Oozie with Spark and ADLS RRS feed

  • Question

  • I am using a Spark 2.0 on Linux (HDI 3.5) cluster with an ADLS in the backgroun to store the data. Now I want to create a sample Oozie job but struggle with setting up everything.

    I already enabled the Ambari view for Workflows which gives me a rather simple UI to create a simple workflow. So far my workflow contains only one Spark step which runs a python "Hello World" code. Whenever I want to submit the Job i receive this error message:

    Error occurred while saving workflow.
    Oozie error. Please check the workflow.

    my current guess is that there is something wrong my the configuration of the Name Node and the Job Tracker/Resource Manager.

    For the Name Node I tried to use adl://myadls.azuredatalakestore.net/clusters/mycluster - basically the root path of my cluster in ADLS 
    I thought this would be the same as wasb://container_name@storage_name.blob.core.windows.net for a cluster on a blob storage account?

    for the JobTracker/Resource Manager I used the servername from Ambari --> YARN --> Active ResourceManager - something like hn1-myclus.fsxg4kdzabcdeeflqozoca1iwe.fx.internal.cloudapp.net

    what would be the correct settings here?

    the default settings are ${resourceManager} and ${nameNode} but I dont know where those variables are set or what their values should be so I hardcoded the values described above

    any ideas or samples for this scenario?

    thanks in advance,

    Gerhard Brueckl
    blogging @ http://blog.gbrueckl.at
    working @ http://www.pmOne.com

    Wednesday, August 30, 2017 3:14 PM

All replies

  • You may refer the documentation Use Oozie with Hadoop to define and run a workflow on Linux-based HDInsight for configuration incase if you haven’t checked earlier and see if that helps.

    Do click on "Mark as Answer" on the post that helps you, this can be beneficial to other community members.

    Wednesday, August 30, 2017 5:57 PM
  • sure, I read the documentation but I it was not working as expected

    the issues seems to be that when running the cluster on ADLS, Oozie tries to create a folder in the root of ADLS to store the logs e.g. adl://myadls.azuredatalakestore.net/user/myuser/....

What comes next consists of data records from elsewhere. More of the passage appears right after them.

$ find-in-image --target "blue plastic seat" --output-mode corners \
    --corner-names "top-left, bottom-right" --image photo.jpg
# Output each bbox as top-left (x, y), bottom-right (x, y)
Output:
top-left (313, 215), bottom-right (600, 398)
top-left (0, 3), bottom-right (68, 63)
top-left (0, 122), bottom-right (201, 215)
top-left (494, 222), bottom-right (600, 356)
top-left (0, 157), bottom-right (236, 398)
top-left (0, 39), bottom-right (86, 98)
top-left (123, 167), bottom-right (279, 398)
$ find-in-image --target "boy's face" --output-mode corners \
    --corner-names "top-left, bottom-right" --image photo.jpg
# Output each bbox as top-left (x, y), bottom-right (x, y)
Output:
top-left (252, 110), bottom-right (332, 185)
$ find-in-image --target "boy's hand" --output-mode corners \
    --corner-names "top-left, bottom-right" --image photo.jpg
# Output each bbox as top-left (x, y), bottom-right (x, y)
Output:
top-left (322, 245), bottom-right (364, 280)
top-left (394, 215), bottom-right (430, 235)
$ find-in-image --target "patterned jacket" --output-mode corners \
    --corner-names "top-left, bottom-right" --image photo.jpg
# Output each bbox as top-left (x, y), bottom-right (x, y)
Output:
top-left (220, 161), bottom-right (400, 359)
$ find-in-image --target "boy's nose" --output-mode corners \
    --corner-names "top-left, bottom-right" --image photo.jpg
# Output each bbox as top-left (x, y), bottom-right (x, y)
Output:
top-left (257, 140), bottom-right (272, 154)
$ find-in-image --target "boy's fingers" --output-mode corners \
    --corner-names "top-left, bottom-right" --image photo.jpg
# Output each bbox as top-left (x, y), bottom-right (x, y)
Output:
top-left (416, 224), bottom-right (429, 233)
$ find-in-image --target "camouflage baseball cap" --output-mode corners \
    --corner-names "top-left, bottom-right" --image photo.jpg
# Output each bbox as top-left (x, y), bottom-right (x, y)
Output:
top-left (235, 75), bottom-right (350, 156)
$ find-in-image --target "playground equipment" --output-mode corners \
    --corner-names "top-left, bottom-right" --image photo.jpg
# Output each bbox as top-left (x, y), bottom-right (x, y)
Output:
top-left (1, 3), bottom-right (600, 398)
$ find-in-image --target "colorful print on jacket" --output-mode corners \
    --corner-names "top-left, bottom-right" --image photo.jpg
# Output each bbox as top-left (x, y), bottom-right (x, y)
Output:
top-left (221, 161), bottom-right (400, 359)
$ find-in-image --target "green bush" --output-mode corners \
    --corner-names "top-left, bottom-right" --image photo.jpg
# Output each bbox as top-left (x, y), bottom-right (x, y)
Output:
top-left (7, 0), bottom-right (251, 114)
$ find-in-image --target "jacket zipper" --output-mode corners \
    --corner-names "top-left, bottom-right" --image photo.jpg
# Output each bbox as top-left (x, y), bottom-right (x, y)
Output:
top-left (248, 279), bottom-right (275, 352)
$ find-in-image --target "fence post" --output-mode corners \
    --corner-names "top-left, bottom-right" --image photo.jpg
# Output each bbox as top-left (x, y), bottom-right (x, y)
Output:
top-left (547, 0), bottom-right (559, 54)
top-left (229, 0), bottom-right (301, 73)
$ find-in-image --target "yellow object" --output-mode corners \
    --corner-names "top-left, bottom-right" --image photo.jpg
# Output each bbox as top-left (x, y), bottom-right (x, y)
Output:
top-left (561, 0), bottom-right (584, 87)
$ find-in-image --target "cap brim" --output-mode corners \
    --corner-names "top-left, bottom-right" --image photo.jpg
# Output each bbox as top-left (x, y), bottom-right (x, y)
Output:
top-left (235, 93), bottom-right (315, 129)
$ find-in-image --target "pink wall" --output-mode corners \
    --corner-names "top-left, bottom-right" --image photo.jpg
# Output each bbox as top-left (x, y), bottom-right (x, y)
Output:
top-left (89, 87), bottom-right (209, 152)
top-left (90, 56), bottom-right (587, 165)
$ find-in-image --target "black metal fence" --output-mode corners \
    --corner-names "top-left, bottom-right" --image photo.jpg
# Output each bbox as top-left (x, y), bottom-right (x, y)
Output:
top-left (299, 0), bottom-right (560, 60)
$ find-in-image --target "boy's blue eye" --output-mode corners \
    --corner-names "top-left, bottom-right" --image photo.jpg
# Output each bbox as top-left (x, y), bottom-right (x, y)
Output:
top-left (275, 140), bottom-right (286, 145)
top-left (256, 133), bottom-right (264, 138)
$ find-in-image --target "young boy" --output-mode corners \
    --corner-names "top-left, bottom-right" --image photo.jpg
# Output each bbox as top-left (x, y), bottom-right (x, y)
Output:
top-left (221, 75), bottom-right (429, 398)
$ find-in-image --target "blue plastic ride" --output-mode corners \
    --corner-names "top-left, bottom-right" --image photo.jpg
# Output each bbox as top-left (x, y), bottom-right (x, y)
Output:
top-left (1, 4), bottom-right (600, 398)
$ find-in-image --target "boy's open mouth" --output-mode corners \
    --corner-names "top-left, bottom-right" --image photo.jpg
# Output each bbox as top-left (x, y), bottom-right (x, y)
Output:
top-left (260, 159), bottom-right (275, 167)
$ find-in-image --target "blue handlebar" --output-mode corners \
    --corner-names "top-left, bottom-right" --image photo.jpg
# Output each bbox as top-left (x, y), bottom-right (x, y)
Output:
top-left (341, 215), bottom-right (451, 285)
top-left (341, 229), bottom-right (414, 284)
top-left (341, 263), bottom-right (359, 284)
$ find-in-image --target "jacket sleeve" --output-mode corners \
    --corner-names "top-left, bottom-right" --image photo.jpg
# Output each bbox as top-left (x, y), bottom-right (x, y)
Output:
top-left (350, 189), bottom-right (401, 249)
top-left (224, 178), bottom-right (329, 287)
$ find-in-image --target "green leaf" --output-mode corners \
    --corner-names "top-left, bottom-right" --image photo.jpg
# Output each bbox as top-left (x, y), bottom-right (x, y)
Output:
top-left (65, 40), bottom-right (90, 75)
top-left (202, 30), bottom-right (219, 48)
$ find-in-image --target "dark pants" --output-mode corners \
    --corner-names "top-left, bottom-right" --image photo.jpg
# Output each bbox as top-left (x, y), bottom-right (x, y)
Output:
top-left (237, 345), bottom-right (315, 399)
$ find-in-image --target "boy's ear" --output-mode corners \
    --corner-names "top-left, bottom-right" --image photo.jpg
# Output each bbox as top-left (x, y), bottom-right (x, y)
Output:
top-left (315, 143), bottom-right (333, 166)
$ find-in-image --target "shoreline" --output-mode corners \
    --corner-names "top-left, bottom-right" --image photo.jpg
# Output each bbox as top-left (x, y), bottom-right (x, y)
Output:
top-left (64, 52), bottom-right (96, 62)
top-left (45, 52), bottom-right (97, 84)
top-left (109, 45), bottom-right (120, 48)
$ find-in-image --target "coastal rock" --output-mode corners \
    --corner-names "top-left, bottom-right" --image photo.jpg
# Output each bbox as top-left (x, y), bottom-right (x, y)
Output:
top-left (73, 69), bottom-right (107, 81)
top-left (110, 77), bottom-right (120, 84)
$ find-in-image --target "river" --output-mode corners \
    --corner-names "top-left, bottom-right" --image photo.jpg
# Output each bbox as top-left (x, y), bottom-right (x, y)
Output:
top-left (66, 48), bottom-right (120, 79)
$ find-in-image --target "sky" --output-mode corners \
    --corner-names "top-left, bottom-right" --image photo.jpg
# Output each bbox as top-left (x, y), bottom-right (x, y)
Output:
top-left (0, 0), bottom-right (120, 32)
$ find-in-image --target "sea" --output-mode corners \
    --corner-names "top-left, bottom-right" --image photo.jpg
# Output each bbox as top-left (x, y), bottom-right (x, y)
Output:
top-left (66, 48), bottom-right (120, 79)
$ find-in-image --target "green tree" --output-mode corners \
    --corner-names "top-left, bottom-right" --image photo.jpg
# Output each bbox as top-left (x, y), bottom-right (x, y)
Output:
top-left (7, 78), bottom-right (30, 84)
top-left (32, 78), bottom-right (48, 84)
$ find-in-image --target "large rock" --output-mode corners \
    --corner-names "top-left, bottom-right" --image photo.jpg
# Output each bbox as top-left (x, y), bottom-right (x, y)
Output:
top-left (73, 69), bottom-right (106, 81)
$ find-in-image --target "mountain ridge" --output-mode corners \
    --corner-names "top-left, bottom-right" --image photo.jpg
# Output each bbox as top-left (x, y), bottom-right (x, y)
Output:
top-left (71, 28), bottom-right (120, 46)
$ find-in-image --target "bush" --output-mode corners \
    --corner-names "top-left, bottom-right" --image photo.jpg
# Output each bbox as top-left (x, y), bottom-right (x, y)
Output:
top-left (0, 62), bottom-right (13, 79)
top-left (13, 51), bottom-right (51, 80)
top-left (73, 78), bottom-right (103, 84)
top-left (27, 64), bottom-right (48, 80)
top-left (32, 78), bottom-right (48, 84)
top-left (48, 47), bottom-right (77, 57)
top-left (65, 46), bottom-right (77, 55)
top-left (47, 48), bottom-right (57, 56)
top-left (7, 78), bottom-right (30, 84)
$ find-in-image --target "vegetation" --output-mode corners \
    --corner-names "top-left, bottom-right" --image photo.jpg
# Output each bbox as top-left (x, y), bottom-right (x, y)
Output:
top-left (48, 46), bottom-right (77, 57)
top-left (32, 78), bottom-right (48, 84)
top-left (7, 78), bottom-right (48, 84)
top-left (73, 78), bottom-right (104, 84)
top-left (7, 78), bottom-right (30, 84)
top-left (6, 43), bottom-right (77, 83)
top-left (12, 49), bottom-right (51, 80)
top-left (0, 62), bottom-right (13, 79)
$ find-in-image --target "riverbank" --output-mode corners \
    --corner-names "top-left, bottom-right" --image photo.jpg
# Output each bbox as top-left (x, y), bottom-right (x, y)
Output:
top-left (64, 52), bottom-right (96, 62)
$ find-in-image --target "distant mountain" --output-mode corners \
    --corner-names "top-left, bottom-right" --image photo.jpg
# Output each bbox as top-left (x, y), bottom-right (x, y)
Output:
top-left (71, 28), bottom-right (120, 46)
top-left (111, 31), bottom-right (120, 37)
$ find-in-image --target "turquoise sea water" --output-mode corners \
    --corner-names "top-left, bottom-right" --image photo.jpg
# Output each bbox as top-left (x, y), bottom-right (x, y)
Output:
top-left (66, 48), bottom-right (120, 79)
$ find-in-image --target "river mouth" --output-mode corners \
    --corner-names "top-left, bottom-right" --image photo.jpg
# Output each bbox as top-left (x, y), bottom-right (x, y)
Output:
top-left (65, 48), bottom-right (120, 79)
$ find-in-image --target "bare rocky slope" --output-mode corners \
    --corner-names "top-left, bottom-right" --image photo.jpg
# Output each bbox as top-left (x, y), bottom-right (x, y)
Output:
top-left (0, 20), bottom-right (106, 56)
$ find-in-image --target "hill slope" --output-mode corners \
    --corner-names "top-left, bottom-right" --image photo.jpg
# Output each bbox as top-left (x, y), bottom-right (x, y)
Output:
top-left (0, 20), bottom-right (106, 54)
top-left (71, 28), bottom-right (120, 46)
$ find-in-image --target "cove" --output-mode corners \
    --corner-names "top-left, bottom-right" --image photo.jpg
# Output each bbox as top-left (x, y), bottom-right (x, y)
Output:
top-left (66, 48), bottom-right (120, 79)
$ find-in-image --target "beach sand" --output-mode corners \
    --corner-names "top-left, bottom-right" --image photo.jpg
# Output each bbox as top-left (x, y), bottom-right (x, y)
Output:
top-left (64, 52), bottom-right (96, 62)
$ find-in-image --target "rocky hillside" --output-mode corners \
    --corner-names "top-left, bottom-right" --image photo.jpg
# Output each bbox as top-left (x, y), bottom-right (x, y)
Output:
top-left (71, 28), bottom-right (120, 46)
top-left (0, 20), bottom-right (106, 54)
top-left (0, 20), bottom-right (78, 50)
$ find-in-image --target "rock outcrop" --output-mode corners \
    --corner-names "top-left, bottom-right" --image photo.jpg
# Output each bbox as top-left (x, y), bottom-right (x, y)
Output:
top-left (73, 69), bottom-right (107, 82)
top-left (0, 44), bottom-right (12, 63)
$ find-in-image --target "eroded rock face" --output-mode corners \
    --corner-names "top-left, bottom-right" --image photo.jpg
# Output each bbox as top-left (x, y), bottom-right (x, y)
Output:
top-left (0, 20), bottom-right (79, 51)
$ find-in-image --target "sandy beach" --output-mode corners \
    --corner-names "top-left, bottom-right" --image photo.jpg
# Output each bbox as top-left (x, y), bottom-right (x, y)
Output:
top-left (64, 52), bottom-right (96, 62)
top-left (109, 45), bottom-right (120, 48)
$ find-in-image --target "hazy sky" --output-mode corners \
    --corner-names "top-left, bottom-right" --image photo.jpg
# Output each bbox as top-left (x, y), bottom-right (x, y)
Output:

    to deal with this issue I created the /user/ folder beforehand and granted the cluster-service-principal appropriate permissions

    however, the question would by 
    a) why isnt it creating this folder in the clusters root directory?
    b) where can i change where it creates this folder?

    a general question would be, whether it is possible to reference files from ADLS (e.g. job.xml) or if only local files are supported?
    the command "oozie job -config job.xml -submit" refers to a local "job.xml"-file - what If I want to store my job-files in ADLS (local files get deleted when I kill the cluster)

    kind regards,

    Gerhard Brueckl
    blogging @ http://blog.gbrueckl.at
    working @ http://www.pmOne.com

    Thursday, August 31, 2017 8:00 AM